Kolev, V; Mandinova, A; Guinea-Viniegra, J; Hu, B; Lefort, K; Lambertini, C; Neel, V; Dummer, R; Wagner, E F; Dotto, G P (2008). EGFR signalling as a negative regulator of Notch1 gene transcription and function in proliferating keratinocytes and cancer. Nature Cell Biology, 10(8):902-911.

Abstract

The Notch1 gene has an important role in mammalian cell-fate decision and tumorigenesis. Upstream control mechanisms for transcription of this gene are still poorly understood. In a chemical genetics screen for small molecule activators of Notch signalling, we identified epidermal growth factor receptor (EGFR) as a key negative regulator of Notch1 gene expression in primary human keratinocytes, intact epidermis and skin squamous cell carcinomas (SCCs).
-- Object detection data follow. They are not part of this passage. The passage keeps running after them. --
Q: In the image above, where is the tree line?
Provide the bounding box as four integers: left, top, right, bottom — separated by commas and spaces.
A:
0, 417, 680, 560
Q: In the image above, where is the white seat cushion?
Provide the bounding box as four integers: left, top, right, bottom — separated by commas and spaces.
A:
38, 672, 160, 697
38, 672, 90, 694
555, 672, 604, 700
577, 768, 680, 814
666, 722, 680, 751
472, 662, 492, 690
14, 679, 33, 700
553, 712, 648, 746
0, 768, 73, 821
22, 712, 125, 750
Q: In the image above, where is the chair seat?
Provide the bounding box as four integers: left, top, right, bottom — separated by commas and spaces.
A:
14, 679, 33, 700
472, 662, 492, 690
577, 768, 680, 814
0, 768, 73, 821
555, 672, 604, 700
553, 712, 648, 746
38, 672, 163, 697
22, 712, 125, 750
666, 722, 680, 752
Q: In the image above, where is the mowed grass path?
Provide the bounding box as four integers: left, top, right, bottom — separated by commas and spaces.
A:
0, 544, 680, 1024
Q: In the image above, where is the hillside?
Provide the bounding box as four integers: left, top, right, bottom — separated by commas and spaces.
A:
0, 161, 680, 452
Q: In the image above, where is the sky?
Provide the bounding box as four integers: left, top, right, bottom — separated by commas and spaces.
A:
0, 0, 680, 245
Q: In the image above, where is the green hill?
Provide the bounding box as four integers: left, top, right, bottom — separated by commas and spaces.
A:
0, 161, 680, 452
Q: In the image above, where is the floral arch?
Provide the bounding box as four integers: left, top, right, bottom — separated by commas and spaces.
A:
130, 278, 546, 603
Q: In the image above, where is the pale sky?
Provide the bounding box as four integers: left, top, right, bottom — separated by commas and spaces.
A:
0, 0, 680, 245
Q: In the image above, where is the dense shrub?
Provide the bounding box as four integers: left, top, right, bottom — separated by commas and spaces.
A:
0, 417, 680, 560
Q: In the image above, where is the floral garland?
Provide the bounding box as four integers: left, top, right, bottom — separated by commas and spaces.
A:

The underlying mechanism for negative control of the Notch1 gene in human cells, as well as in a mouse model of EGFR-dependent skin carcinogenesis, involves transcriptional suppression of p53 by the EGFR effector c-Jun. Suppression of Notch signalling in cancer cells counteracts the differentiation-inducing effects of EGFR inhibitors while, at the same time, synergizing with these compounds in induction of apoptosis. Thus, our data reveal a key role of EGFR signalling in the negative regulation of Notch1 gene transcription, of potential relevance for combinatory approaches for cancer therapy.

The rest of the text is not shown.